Our journey ended where it had begun, in Lijiang, where I met Rongui Gu in a timber-framed teahouse crammed with pu-erh disks and lace-fine mahogany carvings. As the last tea trader in a succession of 18 generations, he had crossed the Himalayas seven times. On a map scribbled on paper made from tree bark, he showed me the route he would take, which went from Lijiang to Lhasa, then southward to Kolkata. He said he often had to ward off tigers and bandits. His hands bore the scars of the rocky ridges he'd climb to forage medicinal herbs along the way.
These days his tea trade is less arduous, but he's determined to carry the Tea Horse Road's story onward with the small museum he operates above his shop.
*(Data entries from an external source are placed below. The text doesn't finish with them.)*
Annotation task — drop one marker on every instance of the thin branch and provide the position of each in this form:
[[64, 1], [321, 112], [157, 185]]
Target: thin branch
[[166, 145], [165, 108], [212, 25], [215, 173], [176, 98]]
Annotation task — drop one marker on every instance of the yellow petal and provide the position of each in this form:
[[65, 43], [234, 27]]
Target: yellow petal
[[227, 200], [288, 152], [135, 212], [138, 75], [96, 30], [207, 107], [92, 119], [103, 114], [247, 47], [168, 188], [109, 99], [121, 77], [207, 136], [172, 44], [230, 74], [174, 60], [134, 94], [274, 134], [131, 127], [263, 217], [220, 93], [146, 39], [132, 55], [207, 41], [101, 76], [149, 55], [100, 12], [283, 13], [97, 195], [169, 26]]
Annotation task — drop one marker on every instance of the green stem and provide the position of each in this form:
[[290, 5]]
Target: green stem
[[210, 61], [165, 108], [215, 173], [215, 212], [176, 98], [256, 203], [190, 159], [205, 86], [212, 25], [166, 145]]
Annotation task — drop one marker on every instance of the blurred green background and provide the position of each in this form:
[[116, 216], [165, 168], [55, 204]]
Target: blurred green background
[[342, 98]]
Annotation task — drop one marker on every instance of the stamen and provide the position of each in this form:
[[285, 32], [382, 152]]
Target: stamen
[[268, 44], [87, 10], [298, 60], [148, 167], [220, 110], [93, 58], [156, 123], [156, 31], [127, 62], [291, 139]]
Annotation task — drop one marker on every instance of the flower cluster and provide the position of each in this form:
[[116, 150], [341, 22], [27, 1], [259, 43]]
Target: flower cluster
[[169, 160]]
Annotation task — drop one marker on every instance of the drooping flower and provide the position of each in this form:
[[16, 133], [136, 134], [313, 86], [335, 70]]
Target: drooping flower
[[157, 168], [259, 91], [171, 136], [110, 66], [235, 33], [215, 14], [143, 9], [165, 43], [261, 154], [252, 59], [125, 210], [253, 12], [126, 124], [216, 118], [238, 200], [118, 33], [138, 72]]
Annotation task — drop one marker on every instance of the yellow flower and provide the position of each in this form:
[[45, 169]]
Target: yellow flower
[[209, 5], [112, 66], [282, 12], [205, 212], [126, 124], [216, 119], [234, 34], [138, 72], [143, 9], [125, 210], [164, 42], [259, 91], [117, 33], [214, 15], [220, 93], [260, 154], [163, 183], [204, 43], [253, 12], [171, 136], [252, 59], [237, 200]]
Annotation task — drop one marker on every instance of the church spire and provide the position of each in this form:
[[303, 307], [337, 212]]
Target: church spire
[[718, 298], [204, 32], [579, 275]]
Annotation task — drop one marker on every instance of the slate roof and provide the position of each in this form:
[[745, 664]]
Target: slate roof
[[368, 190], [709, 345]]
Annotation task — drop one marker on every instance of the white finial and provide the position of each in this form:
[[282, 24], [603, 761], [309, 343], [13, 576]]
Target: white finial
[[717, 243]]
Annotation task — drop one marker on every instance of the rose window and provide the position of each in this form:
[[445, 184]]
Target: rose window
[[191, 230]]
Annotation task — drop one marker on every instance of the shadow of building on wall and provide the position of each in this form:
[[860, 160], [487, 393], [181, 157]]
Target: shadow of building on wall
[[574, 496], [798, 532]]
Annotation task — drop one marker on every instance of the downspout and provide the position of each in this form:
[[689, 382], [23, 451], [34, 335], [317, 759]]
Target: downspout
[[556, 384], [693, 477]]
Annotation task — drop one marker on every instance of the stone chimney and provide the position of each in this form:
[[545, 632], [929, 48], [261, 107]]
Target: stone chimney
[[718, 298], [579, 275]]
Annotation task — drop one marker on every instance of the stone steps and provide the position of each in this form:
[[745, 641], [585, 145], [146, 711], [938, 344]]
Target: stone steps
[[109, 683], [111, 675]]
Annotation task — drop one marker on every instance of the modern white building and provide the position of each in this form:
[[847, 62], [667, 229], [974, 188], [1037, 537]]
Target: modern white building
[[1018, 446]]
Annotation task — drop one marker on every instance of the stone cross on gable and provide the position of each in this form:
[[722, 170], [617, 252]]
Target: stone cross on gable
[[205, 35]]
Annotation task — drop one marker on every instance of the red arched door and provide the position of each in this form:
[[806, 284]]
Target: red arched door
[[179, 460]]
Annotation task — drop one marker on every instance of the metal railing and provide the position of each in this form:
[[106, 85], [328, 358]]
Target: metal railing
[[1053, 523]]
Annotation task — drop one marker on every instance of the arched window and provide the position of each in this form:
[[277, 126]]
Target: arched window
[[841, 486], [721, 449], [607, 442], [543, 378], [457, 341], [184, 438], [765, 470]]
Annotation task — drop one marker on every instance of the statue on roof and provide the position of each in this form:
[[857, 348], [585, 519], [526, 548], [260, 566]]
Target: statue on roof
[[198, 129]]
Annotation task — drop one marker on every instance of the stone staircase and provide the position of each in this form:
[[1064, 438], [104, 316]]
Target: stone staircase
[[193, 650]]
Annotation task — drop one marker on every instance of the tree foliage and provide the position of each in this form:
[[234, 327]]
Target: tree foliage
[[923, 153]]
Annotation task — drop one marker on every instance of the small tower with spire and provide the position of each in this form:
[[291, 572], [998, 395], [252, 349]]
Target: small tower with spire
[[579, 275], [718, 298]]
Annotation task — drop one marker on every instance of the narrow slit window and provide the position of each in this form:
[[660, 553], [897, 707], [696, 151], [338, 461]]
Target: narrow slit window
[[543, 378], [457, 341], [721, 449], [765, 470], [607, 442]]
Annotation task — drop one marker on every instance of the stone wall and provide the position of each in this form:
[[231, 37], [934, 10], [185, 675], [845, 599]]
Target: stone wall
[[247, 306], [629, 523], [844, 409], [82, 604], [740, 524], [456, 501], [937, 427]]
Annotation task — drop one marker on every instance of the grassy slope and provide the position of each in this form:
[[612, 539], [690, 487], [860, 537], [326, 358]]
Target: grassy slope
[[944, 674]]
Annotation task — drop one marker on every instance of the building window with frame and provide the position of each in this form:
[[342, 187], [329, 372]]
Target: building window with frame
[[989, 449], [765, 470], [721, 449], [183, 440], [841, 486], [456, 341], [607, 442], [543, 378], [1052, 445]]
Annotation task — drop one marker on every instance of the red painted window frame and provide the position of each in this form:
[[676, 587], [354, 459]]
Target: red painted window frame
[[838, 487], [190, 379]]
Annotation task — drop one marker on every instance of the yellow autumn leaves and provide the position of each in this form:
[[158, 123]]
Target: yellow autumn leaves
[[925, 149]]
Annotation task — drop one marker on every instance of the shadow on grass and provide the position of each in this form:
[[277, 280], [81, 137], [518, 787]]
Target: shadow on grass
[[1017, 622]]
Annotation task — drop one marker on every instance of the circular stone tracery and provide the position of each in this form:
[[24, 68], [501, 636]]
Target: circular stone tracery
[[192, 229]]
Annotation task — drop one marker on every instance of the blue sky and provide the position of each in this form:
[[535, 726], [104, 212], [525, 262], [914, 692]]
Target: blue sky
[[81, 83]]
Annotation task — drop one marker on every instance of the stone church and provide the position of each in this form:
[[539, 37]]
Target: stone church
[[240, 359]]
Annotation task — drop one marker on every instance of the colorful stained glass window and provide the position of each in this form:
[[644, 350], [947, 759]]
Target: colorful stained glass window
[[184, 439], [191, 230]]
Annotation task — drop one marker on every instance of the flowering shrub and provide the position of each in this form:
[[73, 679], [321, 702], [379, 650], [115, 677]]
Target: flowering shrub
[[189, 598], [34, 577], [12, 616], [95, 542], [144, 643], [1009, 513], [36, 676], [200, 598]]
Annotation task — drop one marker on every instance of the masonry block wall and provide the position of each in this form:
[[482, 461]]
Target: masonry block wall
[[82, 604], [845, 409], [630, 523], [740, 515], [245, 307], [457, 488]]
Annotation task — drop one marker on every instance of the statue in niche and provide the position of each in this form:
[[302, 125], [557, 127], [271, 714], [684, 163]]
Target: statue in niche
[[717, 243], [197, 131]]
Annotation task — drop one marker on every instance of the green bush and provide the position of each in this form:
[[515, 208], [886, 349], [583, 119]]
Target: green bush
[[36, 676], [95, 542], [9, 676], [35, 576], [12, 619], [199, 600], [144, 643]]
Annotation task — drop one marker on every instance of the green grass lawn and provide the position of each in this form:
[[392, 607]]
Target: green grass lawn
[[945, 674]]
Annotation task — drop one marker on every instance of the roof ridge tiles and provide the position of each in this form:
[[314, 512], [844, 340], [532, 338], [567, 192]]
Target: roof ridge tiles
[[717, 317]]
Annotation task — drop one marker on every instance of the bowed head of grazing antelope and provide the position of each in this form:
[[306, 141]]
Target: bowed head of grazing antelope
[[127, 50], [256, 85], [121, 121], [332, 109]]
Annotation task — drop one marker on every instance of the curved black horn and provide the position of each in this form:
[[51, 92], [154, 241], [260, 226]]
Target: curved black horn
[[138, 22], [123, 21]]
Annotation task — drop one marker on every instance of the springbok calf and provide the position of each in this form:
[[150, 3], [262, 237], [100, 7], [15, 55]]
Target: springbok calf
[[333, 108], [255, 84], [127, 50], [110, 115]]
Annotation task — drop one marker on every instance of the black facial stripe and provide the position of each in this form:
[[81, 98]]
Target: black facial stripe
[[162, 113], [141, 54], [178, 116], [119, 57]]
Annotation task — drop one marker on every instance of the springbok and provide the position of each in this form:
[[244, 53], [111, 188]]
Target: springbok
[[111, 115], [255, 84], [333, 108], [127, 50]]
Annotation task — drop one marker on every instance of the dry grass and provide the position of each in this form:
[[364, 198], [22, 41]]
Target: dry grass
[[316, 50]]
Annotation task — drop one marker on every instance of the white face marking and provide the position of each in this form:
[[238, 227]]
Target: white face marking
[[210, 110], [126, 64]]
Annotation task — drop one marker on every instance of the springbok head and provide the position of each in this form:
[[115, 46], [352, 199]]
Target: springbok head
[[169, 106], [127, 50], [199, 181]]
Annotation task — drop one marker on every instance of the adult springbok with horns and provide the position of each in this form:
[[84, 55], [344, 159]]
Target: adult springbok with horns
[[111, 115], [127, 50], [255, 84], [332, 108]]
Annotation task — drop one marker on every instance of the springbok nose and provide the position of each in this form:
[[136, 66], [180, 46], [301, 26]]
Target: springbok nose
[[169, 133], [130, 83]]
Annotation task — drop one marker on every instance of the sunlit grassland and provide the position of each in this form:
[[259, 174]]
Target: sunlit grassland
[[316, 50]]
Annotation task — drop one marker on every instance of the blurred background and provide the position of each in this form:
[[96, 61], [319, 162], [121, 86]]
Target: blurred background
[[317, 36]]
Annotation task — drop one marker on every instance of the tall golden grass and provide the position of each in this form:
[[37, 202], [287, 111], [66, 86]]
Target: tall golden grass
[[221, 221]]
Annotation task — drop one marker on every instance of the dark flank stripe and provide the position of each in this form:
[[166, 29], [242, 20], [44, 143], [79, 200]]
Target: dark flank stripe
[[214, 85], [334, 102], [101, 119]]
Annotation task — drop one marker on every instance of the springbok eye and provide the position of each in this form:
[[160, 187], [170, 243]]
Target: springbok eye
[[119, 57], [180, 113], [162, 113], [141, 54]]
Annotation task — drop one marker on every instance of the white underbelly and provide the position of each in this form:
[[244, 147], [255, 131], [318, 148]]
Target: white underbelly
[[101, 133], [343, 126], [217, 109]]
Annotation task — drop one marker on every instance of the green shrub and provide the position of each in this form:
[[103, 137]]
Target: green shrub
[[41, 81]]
He gestured at the cafés around us, pointing out the Old Town's UNESCO designation and the costumed tourists moseying through. “All this wouldn't be here without the tea traders' perseverance,” he said. “It's my responsibility to pass on the spirit of the caravan. It's not just a route, but a way of life. If nobody does it, its real history will fade.”
Exploring Yunnan
Getting there
Yunnan is located in southwest China, and many of its main cities, like Lijiang and Dali, have regional airports. The area has good high-speed rail between most major stops as well as solid infrastructure for driving between the villages, historical sites, and the countryside.
Where to stay
Lux Hotels' Tea Horse Road route takes guests through Yunnan on three-to-nine-night stays along the old trade route. Travelers overnight in up to eight different lodges, including Lux Tea Horse Road Sangushui, which has 15 light-flooded rooms overlooking the Yangtze and a restaurant in a century-old courtyard. At Lux Tea Horse Road Shangri-La, guests eat buckwheat noodles for breakfast while looking over the gilded temples. At Lux Tea Horse Road Lijiang, guests stay in the heart of the Old Town, immersed in Naxi culture. Excursions include intimate tea ceremonies with Tibetan priests as well as hikes through the countryside. Each of Lux's eight properties can also be booked independently.
Where to eat
In the heart of Old Lijiang, Tongxinfu Tea House is crammed with paper-wrapped tea tablets from throughout southern China's growing regions. At the intimate, homestyle Shanxun Yunxiang in the historic Baisha village, beautifully plated tasting menus feature local, seasonal ingredients. In a meadow south of Shangri-La, the new Pioneer Book Store, which also includes a café and a souvenir shop, breathes new life into several traditional Tibetan dwellings. The 15,000-strong collection focuses on literature from the Yunnan region, while postcards, enamel pins, and charming figurines are also available for purchase. Not far away, Ferme Liotard doubles as a table d'hôte showcasing French-Yunnanese fusion dishes with homegrown ingredients. Don't miss the Cabernet Sauvignon aged in terra-cotta jars. Finally, the decade-old Flying Tigers Cafe, in a quiet corner of Shangri-La's Old Town, offers an East-meets-West menu of blue cheese yak burgers, yak dumplings, and local craft beers.